Based on the research findings by the Bureau of Insurance, the State Corporation Commission cannot support the contention that certain high risk industries are deemed ineligible for coverage by commercial health carriers. While the results of the survey indicated that many commercial health carriers do, in fact, routinely deny coverage for high risk industries, at least some coverage is available from the commercial industry for all 42 occupations. The State Corporation Commission concludes, in agreement with the tax study, that the number of groups which would not be able to obtain insurance from commercial carriers is substantially fewer than the number suggested by the Blue Cross/Blue Shield plans. At least nine companies routinely insure small groups (2 to 10 employees) for any of the industries, and at least eight routinely insure medium (11 to 49 employees) and large (50+ employees) groups. Industries most frequently denied coverage but that still can obtain insurance from at least some commercial health carriers include "explosive or fireworks .manufacturers", "mines", "bars", "circuses and amusement parks", "taxi companies", and "oil operations". In most cases, the coverage offered to all 42 high risk industries is comprehensive, and no company limits the benefits offered to routinely insured small (2 to 10 employees) groups. And while several of the industries routinely insured do face higher, nonstandard rates from some companies, most of the higher rates are for large groups with 50 or more employees. The State Corporation Commission further concludes that there is inadequate information to determine whether coverage for those groups that are denied insurance by some commercial health carriers is actually being provided by the Blue Cross/Blue Shield plans.

Although coverage for high risk industries appears to be available from at least some commercial health carriers, efforts to determine the true ramifications of losing the Open Enrollment Program remain elusive. Several questions that go beyond the scope of this present study are still unanswered. For instance, how many people in the high risk groups that are denied coverage by some commercial health carriers are actually being picked up by the Blue Cross/Blue Shield Open Enrollment Program? How many of the industries that are denied commercial coverage are self-insured or would not seek commercial group health coverage as a benefit for its employees anyway? What are the Virginia employment statistics for the groups that are identified as being denied coverage by some commercial insurers? How many individuals are actually employed by these industries? How many such industries actually operate in Virginia? For instance, casinos are on the excluded list but they are illegal in this state. Some of these industries such as breweries and hospitals are typically large groups, making coverage availability for small groups within these industries unnecessary. How many of these industries actually have employee groups in the different sizes? Whether commercial insurers routinely deny any of these industries does not address the issue of the degree to which health care coverage needs are or are not being met for high risk industries in Virginia.

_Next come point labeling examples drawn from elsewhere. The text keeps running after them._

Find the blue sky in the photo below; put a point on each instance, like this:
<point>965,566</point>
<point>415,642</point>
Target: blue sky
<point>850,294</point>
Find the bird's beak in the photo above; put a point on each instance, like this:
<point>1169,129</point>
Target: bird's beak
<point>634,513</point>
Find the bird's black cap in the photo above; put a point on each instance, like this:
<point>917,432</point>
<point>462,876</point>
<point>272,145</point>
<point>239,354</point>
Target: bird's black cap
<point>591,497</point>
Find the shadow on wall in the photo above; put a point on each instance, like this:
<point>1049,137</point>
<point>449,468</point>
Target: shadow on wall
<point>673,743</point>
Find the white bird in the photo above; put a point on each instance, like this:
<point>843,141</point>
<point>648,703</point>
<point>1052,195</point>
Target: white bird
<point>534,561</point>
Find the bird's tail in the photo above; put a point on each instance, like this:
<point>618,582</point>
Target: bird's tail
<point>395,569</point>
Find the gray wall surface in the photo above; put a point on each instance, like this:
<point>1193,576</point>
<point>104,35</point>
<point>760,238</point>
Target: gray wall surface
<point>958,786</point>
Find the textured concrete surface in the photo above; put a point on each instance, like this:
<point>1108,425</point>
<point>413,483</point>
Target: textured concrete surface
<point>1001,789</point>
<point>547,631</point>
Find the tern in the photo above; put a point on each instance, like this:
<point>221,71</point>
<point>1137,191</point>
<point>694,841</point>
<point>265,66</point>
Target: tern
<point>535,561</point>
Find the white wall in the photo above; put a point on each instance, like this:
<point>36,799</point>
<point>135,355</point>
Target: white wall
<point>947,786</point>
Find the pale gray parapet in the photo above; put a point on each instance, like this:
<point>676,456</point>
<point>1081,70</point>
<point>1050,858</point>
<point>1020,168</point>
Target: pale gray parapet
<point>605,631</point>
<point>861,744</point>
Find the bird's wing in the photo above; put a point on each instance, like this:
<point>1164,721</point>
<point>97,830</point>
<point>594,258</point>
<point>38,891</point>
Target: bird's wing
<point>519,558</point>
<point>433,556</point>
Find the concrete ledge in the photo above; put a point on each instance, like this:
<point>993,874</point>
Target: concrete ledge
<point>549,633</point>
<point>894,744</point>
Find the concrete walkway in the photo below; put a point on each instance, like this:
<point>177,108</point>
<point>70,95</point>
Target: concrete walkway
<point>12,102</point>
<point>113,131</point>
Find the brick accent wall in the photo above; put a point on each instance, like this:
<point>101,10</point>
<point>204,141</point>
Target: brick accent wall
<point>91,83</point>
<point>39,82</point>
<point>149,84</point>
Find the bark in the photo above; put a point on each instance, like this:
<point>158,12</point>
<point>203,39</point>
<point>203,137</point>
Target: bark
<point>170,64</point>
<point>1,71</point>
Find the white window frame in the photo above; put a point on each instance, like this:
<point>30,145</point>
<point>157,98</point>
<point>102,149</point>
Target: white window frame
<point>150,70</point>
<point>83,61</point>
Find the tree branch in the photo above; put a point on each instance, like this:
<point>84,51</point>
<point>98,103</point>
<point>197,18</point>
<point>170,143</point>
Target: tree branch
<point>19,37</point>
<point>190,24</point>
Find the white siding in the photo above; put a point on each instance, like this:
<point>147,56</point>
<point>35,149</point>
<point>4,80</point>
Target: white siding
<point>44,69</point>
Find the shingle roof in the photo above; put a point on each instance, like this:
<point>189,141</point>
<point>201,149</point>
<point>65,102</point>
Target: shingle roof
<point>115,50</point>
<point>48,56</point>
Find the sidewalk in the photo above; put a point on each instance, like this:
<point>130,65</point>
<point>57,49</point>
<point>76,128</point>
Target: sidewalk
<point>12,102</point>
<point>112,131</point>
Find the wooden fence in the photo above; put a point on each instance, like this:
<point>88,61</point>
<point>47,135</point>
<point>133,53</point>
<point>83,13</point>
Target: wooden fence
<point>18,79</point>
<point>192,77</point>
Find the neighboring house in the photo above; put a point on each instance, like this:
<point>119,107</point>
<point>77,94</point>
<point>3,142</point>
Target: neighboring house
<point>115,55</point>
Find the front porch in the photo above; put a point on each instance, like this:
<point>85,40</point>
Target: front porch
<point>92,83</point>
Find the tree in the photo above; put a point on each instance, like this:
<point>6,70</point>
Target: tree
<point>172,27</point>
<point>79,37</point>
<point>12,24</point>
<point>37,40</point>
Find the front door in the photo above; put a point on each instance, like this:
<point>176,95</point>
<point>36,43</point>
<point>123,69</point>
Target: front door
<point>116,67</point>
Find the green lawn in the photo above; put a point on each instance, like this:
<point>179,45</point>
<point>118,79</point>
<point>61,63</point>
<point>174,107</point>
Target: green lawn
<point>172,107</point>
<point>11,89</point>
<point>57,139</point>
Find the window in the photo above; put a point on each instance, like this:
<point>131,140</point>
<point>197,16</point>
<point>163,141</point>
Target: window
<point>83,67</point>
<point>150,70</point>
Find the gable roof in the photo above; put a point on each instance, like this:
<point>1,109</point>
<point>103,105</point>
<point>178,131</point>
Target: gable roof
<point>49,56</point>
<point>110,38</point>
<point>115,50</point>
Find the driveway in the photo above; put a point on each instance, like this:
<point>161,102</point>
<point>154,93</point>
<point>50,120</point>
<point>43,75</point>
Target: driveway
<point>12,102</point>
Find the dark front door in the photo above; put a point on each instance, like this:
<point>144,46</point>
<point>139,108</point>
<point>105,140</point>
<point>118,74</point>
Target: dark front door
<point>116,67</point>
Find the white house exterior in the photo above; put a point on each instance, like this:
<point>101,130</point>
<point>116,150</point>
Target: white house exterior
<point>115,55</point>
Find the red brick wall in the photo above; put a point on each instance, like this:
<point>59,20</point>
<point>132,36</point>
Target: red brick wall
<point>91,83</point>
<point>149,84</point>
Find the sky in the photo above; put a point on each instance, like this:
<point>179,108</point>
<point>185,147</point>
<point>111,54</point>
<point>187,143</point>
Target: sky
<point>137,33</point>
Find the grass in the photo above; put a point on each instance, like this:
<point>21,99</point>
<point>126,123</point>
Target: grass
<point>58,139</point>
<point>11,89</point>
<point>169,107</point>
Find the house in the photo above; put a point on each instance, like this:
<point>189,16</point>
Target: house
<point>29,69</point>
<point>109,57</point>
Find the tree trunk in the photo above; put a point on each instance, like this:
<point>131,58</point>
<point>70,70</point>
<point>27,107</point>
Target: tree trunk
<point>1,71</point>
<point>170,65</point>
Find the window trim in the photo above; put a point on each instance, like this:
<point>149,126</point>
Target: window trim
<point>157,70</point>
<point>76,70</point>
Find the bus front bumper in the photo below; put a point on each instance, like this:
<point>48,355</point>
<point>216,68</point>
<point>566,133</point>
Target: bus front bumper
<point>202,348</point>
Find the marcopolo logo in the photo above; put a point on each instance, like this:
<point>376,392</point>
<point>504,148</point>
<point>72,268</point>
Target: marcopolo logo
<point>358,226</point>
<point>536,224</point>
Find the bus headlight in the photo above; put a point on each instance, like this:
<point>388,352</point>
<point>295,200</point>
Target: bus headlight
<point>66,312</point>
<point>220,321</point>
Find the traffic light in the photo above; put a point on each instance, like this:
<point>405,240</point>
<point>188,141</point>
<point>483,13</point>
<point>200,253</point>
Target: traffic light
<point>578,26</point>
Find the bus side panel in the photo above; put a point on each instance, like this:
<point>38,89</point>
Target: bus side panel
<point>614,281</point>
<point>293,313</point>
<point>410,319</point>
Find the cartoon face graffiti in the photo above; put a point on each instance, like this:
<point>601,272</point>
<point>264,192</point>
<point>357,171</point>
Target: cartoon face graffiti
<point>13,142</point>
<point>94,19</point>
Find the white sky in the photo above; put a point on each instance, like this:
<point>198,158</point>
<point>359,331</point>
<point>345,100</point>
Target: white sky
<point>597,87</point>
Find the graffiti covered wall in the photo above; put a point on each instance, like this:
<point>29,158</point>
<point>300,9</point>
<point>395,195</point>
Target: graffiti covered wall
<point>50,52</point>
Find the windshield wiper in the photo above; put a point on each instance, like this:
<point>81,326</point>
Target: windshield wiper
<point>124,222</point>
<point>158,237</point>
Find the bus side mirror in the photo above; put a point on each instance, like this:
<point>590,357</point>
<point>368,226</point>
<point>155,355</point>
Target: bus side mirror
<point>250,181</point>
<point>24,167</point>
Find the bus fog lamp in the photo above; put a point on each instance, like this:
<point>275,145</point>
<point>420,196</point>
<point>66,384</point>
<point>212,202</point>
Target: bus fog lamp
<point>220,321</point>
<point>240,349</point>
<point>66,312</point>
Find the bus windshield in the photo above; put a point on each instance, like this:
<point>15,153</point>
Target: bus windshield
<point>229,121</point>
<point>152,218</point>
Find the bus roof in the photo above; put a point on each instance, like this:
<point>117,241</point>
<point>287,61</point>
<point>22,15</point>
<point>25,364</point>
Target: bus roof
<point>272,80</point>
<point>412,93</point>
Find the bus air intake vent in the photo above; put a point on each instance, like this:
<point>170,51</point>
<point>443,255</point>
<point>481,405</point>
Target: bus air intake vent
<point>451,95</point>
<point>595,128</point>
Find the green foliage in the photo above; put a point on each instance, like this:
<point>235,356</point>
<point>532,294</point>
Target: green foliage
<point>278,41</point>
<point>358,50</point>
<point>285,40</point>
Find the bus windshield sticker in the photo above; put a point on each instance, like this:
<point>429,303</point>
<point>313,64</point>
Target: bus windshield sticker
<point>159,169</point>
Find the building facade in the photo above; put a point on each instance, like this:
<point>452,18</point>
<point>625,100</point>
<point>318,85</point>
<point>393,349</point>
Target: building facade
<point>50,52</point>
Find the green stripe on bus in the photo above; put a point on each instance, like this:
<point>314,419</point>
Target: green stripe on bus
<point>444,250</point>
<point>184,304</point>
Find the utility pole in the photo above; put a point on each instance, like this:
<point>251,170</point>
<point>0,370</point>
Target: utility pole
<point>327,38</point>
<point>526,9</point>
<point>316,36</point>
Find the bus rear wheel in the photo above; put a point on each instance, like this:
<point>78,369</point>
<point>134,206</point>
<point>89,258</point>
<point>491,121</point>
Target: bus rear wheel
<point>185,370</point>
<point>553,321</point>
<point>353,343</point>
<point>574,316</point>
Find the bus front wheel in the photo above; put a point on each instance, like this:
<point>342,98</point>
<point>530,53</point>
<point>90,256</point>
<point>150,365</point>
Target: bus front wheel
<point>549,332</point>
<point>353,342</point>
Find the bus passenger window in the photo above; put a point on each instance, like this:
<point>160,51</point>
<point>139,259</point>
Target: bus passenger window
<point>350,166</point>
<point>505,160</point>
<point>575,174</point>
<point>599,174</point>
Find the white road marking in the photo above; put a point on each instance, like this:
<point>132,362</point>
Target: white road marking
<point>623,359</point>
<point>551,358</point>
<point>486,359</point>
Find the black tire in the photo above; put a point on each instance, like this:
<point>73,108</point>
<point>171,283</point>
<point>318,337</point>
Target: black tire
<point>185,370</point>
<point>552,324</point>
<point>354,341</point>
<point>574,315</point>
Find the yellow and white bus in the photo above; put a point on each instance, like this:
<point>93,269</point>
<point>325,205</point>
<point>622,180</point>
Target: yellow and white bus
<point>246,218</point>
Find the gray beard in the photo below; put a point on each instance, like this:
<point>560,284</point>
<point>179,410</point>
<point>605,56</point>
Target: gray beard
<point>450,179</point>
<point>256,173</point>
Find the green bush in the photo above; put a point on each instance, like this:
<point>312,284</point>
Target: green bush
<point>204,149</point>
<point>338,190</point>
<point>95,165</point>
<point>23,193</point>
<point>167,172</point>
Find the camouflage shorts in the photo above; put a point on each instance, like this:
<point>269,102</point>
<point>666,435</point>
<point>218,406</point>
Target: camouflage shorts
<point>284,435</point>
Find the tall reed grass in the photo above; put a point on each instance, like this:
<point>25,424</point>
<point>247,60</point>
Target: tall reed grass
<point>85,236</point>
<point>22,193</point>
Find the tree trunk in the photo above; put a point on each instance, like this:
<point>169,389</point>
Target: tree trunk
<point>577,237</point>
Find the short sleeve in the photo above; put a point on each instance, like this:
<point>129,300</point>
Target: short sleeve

Study of the actual health insurance coverage needs of high risk industries in Virginia might be needed to determine the true effect of routine denial for health coverage by some commercial health carriers and whether the Open Enrollment Program fills whatever void exists.

This study was designed to respond to one premise offered by the Blue Cross/Blue Shield plans operating in Virginia as a description of their social value and justification of their tax-exempt status in response to the taxation of insurance companies study completed last year. Specifically, this study identified the high risk industries and occupations that are most frequently denied coverage by commercial health insurers. This study was not intended to provide conclusive evidence to make a determination about the ramifications of losing the Open Enrollment Program. Therefore, while the results of this study may offer members of the Virginia General Assembly some information about the treatment of high risk groups by commercial health insurers, additional information may be necessary in order to determine fair tax treatment for insurers who accept higher risks.